People want “LLM answers with citations” because citations feel like truth.
But there’s a trap:
A citation can be correct (the source contains supporting text) and still be unfaithful (the model didn’t actually rely on it).
A 2025 paper on RAG attributions calls this out explicitly and reports substantial post-rationalization—up to 57% of citations lacking faithfulness in their experiments.
If you’re building any citation-based trust layer, you need this distinction.
The two citation problems you actually have
Problem A: Citation correctness
Does the cited source support the claim?
This is the normal check: “Is the text there? Does it entail the statement?”
Problem B: Citation faithfulness
Did the model use the cited source to produce the claim—or did it answer from memory and then attach a source after the fact?
The faithfulness problem matters because it creates a false sense of security: users trust a citation that didn’t causally contribute.
Why post-rationalized citations happen in practice
Common failure patterns:
- the model answers from parametric memory (what it “knows”)
- it retrieves sources that “seem relevant”
- it picks something that looks supportive enough
- it cites it—sometimes loosely or incorrectly
Now you have citations that look scholarly, but don’t reflect how the answer was produced.
This isn’t hypothetical. In health-related Q&A, a large evaluation found many responses were not fully supported by cited sources—and sometimes contradicted—highlighting how fragile “citation trust” can be.
5 tests you can run to catch unfaithful citations
You don’t need perfect research-grade evaluation to improve reliability. You need cheap tests that expose post-rationalization.
- Counterfactual swap test. If you change the cited source content (or swap to an alternative) in a way that should change the answer, does the answer change?
- Drop-the-citation test. Remove the cited document from context. If the answer remains identical, the citation may not be doing real work.
- Adversarial distraction test. Add irrelevant-but-plausible documents. A faithfulness-aware system should ignore them and keep citations stable.
- Statement-level coverage test. Break the answer into statements and require each statement to be supported by at least one citation.
- Post-processing citation correction. Cross-check generated citations against retrieved material and reassign citations using matching/NLI-like methods.

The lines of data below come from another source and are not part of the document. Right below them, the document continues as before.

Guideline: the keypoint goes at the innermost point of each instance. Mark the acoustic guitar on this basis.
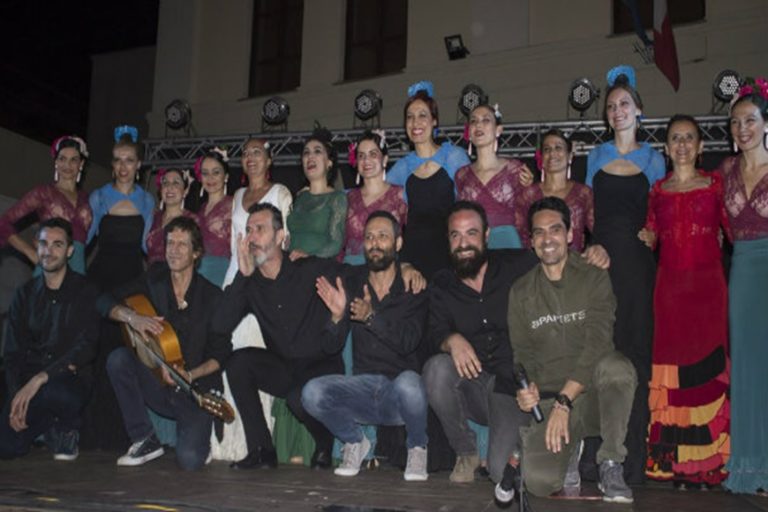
(164, 351)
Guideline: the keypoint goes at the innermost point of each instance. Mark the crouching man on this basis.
(385, 388)
(560, 321)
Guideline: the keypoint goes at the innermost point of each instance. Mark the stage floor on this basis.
(95, 483)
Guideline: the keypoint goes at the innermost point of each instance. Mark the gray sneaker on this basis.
(612, 484)
(464, 469)
(66, 447)
(572, 480)
(142, 451)
(416, 467)
(353, 455)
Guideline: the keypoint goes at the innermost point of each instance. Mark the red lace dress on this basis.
(357, 213)
(690, 411)
(579, 201)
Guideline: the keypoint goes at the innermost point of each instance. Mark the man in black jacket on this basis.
(385, 388)
(187, 302)
(51, 343)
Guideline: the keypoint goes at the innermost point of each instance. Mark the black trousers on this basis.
(250, 370)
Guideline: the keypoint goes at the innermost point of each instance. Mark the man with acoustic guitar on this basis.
(50, 345)
(184, 302)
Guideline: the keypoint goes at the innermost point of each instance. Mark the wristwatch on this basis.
(563, 400)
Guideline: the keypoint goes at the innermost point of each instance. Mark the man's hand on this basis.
(245, 262)
(20, 403)
(557, 429)
(334, 297)
(597, 255)
(526, 176)
(529, 398)
(464, 356)
(361, 309)
(413, 280)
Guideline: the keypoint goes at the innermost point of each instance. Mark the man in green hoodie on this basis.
(560, 322)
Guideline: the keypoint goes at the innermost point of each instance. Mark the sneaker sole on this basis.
(130, 462)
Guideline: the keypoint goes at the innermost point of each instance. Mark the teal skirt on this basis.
(748, 312)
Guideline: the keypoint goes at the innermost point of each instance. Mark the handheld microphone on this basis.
(522, 380)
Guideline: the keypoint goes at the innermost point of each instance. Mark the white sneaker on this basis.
(416, 467)
(352, 458)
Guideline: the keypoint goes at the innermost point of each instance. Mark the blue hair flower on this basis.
(423, 85)
(127, 129)
(623, 70)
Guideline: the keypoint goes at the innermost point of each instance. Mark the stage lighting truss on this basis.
(178, 115)
(582, 94)
(275, 111)
(472, 95)
(368, 104)
(726, 85)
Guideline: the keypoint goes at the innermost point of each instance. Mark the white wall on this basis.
(527, 54)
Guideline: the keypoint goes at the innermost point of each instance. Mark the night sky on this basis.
(45, 69)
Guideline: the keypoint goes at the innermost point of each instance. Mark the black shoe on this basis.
(321, 459)
(259, 458)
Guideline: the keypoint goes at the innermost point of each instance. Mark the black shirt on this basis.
(50, 329)
(480, 317)
(294, 320)
(192, 324)
(387, 344)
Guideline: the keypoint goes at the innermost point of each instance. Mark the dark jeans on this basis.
(456, 400)
(250, 370)
(58, 403)
(344, 402)
(136, 388)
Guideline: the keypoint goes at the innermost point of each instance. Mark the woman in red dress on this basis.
(688, 439)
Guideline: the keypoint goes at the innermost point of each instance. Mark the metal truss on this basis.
(518, 140)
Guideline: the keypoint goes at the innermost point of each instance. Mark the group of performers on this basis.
(695, 340)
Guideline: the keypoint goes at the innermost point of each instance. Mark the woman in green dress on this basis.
(316, 227)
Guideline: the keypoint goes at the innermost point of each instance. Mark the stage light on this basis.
(275, 111)
(471, 96)
(726, 85)
(178, 115)
(454, 45)
(368, 104)
(582, 94)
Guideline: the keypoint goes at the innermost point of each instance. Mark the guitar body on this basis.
(164, 351)
(166, 345)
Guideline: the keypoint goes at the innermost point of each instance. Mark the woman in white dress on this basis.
(256, 160)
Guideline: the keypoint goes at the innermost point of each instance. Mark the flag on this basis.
(664, 50)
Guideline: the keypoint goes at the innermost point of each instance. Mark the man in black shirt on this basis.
(387, 328)
(187, 302)
(50, 345)
(301, 308)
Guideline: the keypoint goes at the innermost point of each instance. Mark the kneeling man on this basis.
(385, 388)
(560, 321)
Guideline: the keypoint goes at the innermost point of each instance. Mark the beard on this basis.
(469, 267)
(382, 262)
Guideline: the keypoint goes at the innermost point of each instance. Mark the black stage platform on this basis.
(95, 483)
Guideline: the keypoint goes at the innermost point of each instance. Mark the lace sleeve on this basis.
(336, 225)
(25, 206)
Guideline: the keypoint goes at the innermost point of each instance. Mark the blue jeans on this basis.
(342, 403)
(59, 403)
(136, 389)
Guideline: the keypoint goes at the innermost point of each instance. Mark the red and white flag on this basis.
(664, 50)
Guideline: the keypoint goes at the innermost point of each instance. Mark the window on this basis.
(377, 34)
(680, 11)
(276, 46)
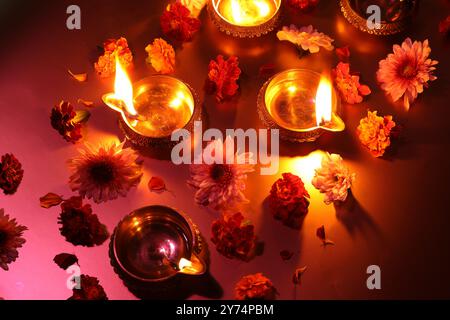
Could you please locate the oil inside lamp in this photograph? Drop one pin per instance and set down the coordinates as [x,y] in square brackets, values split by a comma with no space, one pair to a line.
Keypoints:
[245,18]
[155,107]
[301,103]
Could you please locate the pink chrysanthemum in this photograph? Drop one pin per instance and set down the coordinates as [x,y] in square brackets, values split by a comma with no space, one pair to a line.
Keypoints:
[406,71]
[105,172]
[220,185]
[10,239]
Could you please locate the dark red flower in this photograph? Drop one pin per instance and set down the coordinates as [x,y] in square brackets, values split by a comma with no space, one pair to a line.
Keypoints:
[90,290]
[288,200]
[222,77]
[233,237]
[11,173]
[444,26]
[255,287]
[63,120]
[79,225]
[303,5]
[177,23]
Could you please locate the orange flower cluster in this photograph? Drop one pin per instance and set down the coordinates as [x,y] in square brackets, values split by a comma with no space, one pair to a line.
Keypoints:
[375,133]
[161,56]
[106,64]
[255,287]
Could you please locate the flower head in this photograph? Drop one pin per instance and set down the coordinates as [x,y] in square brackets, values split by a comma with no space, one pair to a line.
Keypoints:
[221,183]
[306,38]
[79,225]
[223,76]
[10,239]
[161,56]
[105,172]
[90,289]
[233,237]
[289,200]
[333,178]
[406,71]
[106,64]
[63,120]
[177,23]
[11,173]
[348,84]
[375,133]
[255,287]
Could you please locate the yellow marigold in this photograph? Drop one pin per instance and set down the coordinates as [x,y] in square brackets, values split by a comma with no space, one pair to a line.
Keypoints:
[374,132]
[106,64]
[161,56]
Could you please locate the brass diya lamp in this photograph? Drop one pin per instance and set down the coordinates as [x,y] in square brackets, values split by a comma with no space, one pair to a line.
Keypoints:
[302,104]
[155,244]
[151,109]
[395,14]
[245,18]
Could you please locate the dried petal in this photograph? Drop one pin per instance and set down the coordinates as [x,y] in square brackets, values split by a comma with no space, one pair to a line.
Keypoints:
[157,184]
[50,200]
[65,260]
[80,77]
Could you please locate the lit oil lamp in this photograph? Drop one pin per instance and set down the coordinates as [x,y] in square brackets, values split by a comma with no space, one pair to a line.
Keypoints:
[300,103]
[153,108]
[156,243]
[245,18]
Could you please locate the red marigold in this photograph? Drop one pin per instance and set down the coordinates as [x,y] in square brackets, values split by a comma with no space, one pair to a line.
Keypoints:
[90,290]
[255,287]
[79,225]
[222,77]
[288,200]
[62,119]
[106,64]
[11,173]
[177,23]
[303,5]
[233,237]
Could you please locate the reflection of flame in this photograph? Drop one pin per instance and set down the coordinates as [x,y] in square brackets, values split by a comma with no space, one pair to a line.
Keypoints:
[324,101]
[123,89]
[246,12]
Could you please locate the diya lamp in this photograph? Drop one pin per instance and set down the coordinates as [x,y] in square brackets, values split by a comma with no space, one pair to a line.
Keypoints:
[155,244]
[245,18]
[302,104]
[151,109]
[395,14]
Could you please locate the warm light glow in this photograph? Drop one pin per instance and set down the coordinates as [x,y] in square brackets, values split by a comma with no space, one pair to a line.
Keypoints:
[123,89]
[324,101]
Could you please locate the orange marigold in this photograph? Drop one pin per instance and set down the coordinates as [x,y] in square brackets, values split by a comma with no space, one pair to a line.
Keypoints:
[106,64]
[375,132]
[255,287]
[161,56]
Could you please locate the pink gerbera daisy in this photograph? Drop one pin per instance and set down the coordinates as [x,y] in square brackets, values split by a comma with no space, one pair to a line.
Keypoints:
[407,70]
[105,172]
[220,185]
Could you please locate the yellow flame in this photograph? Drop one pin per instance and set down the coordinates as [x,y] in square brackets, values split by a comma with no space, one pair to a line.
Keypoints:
[123,89]
[324,101]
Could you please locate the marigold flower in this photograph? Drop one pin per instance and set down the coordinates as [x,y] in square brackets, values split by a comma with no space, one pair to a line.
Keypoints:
[161,56]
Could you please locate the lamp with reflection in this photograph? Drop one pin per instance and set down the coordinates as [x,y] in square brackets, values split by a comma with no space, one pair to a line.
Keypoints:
[245,18]
[300,103]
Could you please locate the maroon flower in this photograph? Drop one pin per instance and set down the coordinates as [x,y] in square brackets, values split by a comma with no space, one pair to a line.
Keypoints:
[63,121]
[79,225]
[177,23]
[233,237]
[11,173]
[90,290]
[288,200]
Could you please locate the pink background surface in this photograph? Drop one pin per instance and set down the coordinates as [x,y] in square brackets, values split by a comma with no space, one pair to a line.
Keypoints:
[401,220]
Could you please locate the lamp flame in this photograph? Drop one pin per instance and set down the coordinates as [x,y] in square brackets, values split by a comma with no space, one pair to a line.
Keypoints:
[123,89]
[324,101]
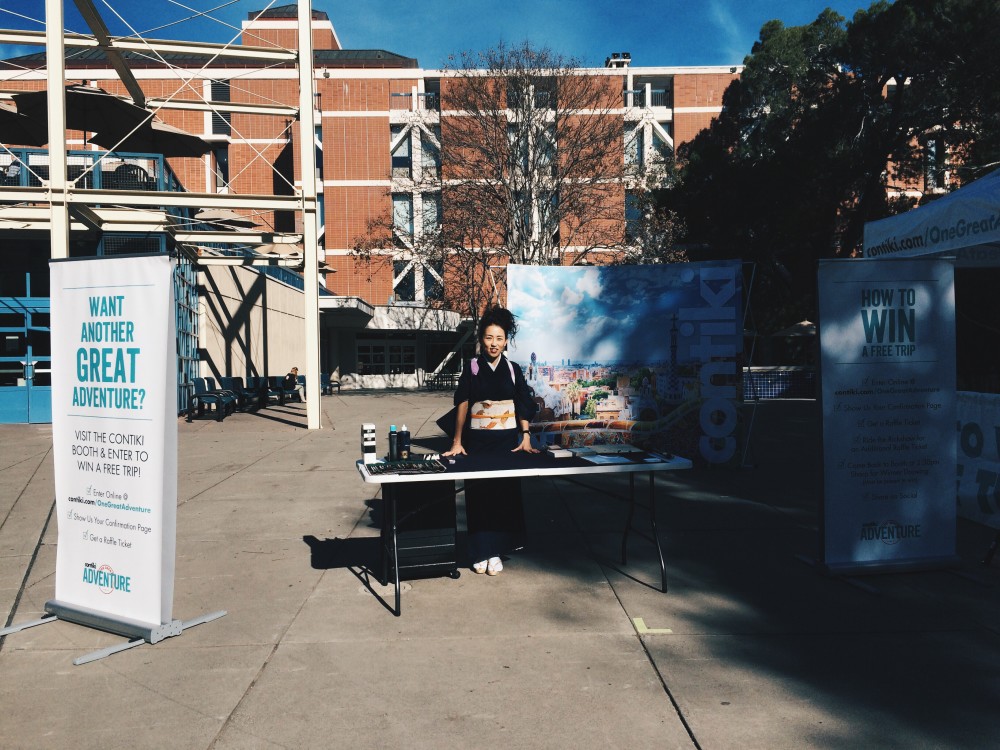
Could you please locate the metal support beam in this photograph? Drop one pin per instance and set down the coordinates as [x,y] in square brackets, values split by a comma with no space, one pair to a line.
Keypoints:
[58,197]
[310,227]
[103,36]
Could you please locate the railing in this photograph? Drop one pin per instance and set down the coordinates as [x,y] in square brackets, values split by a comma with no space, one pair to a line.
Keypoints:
[399,101]
[26,167]
[657,98]
[291,278]
[431,101]
[425,100]
[660,98]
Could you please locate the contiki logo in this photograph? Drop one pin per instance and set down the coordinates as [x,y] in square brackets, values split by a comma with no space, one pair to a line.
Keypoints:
[889,532]
[106,579]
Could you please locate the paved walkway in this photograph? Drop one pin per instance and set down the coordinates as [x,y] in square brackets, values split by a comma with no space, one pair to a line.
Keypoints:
[751,648]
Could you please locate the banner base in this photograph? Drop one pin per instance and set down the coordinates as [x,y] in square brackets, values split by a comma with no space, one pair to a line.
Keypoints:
[122,626]
[874,567]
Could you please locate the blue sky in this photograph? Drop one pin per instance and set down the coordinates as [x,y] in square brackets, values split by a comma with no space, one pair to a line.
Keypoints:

What to do about it: three practical strategies
Strategy 1: Make citations granular and anchored
If your output is grounded in PDFs, “URL citations” are too coarse. Users need:
- page number
- precise region
- source snippet
CiteLLM returns this kind of citation object for each extracted field (page, bbox, snippet, confidence).
That doesn’t fully solve faithfulness for open-ended Q&A—but it does drastically improve verifiability for document extraction, because the citation is tied to the specific location where the value appears.
Strategy 2: Verify with a second model (or NLI)
Several citation-verification approaches incorporate claim checking with NLI-style verification to test whether evidence supports a claim.
You can implement a lightweight version:
- split answer into claims
- for each claim, verify support using retrieved text
- if unsupported → downgrade confidence, ask for review, or abstain
Strategy 3: Build UI that encourages skepticism
Instead of “Sources: [1][2][3]” at the bottom, give users:
- inline citations
- a “view source” panel
- highlighted snippets
- a fast “Flag this claim” action
This turns your citations into a workflow, not decoration.
The key insight
Citations are not the end goal.
They’re a tool to make verification fast—if they are correct, comprehensive, and faithful enough to deserve trust.
If you design your product assuming citations are always reliable, your users will eventually prove you wrong.